Все знают, что они – очень церемонный народ; инфанта жила почти в заточении в бывшем гареме дворца Альгамбра.
– Она обещана, она была обещана двенадцать лет назад, и теперь ее доставят, – сухо отвечает Елизавета. – Что ей нравится, а что нет, не так и важно. Ни для короля и, возможно, уже даже ни для ее матери и отца.
– Бедное дитя, – говорю я. – Но ей не мог достаться жених краше и добрее Артура.
– Он славный молодой человек, правда? – Лицо матери теплеет от похвалы сыну. – И он опять вырос. Чем вы его кормите в Уэльсе? Он уже выше меня, думаю, будет таким же высоким, как мой отец.

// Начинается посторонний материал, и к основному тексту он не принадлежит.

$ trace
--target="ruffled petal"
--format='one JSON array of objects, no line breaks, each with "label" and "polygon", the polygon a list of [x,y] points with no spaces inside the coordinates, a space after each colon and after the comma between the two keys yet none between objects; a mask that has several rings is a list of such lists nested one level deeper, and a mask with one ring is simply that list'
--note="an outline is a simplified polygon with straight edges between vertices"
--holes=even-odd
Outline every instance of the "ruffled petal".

Она осекается, словно это измена – упомянуть ее отца, короля Эдуарда.
– Будет таким же высоким, как король Генрих, – прихожу я ей на помощь. – И, будет на то воля Божья, из нее получится такая же хорошая королева, как из вас.
Елизавета дарит мне одну из своих ускользающих улыбок.

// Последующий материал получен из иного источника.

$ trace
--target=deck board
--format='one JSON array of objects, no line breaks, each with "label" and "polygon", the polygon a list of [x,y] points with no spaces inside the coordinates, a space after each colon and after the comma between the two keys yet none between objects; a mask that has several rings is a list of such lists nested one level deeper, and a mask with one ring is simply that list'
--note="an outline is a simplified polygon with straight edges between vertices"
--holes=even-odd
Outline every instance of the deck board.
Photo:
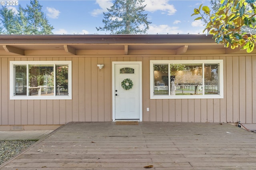
[{"label": "deck board", "polygon": [[256,134],[227,123],[71,122],[0,170],[250,170],[255,160]]}]

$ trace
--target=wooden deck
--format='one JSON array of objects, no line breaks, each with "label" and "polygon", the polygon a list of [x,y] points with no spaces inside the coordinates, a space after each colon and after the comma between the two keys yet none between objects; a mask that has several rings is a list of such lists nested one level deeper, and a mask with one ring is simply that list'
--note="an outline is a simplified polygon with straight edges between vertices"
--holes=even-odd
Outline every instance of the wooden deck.
[{"label": "wooden deck", "polygon": [[[152,168],[144,166],[152,165]],[[0,170],[255,170],[256,134],[226,123],[71,122]]]}]

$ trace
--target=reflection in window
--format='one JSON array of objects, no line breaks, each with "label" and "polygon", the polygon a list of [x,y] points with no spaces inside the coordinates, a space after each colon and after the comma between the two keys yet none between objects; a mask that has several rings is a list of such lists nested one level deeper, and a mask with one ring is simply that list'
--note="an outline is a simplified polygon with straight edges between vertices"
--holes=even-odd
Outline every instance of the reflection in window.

– Может быть, и получится. Может быть, мы подружимся. Думаю, она может быть немного на меня похожа. Ее растили королевой, как и меня. И мать у нее решительная и отважная, какой была моя.
Возвращения жениха и его отца из рыцарского странствия мы ждем в детской. Маленького принца Гарри, десяти лет от роду, разволновали эти приключения.
– Он подскачет и возьмет ее в плен?
– О нет, – отвечает его мать, сажая на колени свою младшую девочку, пятилетнюю Марию. – Так не пойдет. Они приедут туда, где она остановится, и попросят их принять. Потом станут расточать ей похвалы, может быть, пообедают с ней, а потом уедут наутро.
– А я бы подскакал и взял ее в плен! – похваляется Гарри, поднимая руки, словно сжимает вожжи, и галопируя по комнате на воображаемой лошади. – Я бы подскакал и тут же на ней женился. Она слишком долго не ехала в Англию. Я бы не снес промедления.
– Снес? – спрашиваю я. – Что за слово такое «снес»? Что, скажите на милость, вы читали?
– Он все время читает, – с любовью отзывается его мать. – Такой ученый. Читает романы и богословские труды, молитвы и жития святых. По-французски, по-латыни и по-английски. Начал учить греческий.
– И еще я музыкант, – напоминает нам Гарри.
– Очень одаренный, – с улыбкой уверяю его я.
– И езжу верхом, на больших конях, не просто на маленьких пони, и с ловчей птицей тоже умею управляться. У меня есть своя собственная, ястреб по имени Рубин.